[cabfpub] Continuing the discussion on CAA

Kirk Hall Kirk.Hall at entrust.com
Tue Oct 18 17:36:03 UTC 2016


I agree that CAA is much more comprehensive, and would achieve what you describe.  Just wanted to point out that there are already many safeguards in place for many / most CAs to prevent accidental issuance of very high value domains that would likely come before a CAA check, so we are not defenseless today.  But you are right, this hard-wired stop list would not reach or protect all companies who put a CAA limit in their DNS record.  I doubt that many of these domains are targets of fraudsters compared to the highest level targets.

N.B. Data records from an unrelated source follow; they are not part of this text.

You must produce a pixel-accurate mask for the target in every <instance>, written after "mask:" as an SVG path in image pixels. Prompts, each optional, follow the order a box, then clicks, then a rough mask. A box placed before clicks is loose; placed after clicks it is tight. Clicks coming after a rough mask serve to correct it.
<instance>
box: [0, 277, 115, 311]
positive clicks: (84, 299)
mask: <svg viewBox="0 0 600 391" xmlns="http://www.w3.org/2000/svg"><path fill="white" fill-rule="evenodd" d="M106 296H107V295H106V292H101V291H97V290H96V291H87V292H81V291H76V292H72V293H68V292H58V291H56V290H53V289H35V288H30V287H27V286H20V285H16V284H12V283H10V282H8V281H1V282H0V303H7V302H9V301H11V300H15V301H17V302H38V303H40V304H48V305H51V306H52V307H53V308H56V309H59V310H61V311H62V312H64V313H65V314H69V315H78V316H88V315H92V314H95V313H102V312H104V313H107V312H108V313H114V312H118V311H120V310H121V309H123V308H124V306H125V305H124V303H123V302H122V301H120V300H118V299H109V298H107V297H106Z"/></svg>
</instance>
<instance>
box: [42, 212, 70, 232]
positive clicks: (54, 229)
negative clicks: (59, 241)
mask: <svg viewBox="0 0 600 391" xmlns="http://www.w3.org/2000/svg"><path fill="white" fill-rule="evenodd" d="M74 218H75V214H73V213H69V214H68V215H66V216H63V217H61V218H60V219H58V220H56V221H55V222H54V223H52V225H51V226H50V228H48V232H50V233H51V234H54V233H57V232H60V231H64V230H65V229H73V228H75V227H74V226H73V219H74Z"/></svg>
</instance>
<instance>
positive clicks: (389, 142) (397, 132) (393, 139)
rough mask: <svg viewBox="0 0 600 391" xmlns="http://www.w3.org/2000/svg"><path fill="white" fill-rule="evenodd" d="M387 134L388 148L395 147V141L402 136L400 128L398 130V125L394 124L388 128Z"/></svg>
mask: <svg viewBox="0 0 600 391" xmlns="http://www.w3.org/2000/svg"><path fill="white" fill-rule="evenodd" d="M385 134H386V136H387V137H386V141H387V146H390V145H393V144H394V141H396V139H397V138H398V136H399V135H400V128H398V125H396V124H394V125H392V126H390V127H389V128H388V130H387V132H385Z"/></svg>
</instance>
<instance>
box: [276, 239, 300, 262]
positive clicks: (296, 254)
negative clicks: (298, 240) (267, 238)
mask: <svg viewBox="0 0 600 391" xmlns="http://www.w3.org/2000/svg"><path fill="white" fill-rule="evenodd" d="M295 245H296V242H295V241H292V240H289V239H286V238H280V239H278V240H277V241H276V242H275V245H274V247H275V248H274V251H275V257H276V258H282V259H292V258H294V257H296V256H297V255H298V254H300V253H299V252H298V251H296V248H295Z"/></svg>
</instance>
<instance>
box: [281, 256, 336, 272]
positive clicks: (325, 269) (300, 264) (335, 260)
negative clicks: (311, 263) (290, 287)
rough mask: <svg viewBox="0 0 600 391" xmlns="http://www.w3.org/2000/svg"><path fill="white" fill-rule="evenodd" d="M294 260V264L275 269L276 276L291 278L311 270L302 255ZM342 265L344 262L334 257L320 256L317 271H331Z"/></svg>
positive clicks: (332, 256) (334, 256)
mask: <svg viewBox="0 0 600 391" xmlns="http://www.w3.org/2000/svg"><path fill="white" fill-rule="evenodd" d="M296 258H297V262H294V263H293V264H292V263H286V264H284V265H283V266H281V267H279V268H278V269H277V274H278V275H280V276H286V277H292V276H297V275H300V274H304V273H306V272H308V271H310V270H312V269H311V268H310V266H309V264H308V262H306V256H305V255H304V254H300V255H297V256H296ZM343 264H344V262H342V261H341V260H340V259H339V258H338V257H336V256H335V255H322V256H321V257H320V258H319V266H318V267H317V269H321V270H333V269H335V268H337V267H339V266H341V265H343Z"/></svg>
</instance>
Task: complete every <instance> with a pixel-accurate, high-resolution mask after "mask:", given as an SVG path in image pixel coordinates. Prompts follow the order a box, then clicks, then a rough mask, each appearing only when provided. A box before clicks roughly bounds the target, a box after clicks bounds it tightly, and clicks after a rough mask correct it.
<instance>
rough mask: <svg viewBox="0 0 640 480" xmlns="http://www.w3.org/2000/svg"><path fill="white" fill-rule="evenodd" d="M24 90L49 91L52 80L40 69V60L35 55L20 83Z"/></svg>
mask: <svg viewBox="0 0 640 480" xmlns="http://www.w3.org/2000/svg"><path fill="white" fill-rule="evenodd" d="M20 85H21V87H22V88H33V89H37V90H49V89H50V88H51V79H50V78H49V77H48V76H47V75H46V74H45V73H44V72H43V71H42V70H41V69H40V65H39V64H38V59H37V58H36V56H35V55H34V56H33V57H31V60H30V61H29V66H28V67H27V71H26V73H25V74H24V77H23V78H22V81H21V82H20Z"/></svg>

-----Original Message-----
From: Gervase Markham [mailto:gerv at mozilla.org] 
Sent: Tuesday, October 18, 2016 1:36 AM
To: Kirk Hall <Kirk.Hall at entrust.com>; public at cabforum.org
Subject: Re: [cabfpub] Continuing the discussion on CAA

Hi Kirk,

On 17/10/16 18:07, Kirk Hall via Public wrote:
> Gerv, one other point to consider is that many CAs already have hard 
> stops that can't be easily overridden for the highest value names you 
> listed ("Google or Yahoo or Microsoft" - or Mozilla), so a hard stop 
> with CAA would never even be reached via automated requests for those 
> domains.

Indeed, I am aware of this. However, one problem with such a system is that the domains chosen may well be culturally-conditioned and perhaps not updated often - what are the key popular websites in Indonesia? Or Brazil? Or Turkey? And are they the same ones that were important last year?

Still, it's very relevant that you point out this fact, because the point in a CA's issuance process where this happens is exactly the point where I would tell them to insert the CAA check.

In other words, instead of having a static list of high value names assembled by the CA (which no-one seems to have a problem with, and all would say is best practice), I am saying we should have a dynamic list of high value names assembled by the domain owners, with membership of that list indicated by setting a CAA record. And the effect on the CA's issuance process should be the same "hard stop that can't be easily overridden" that you mention is now the case for Google, Yahoo and Microsoft.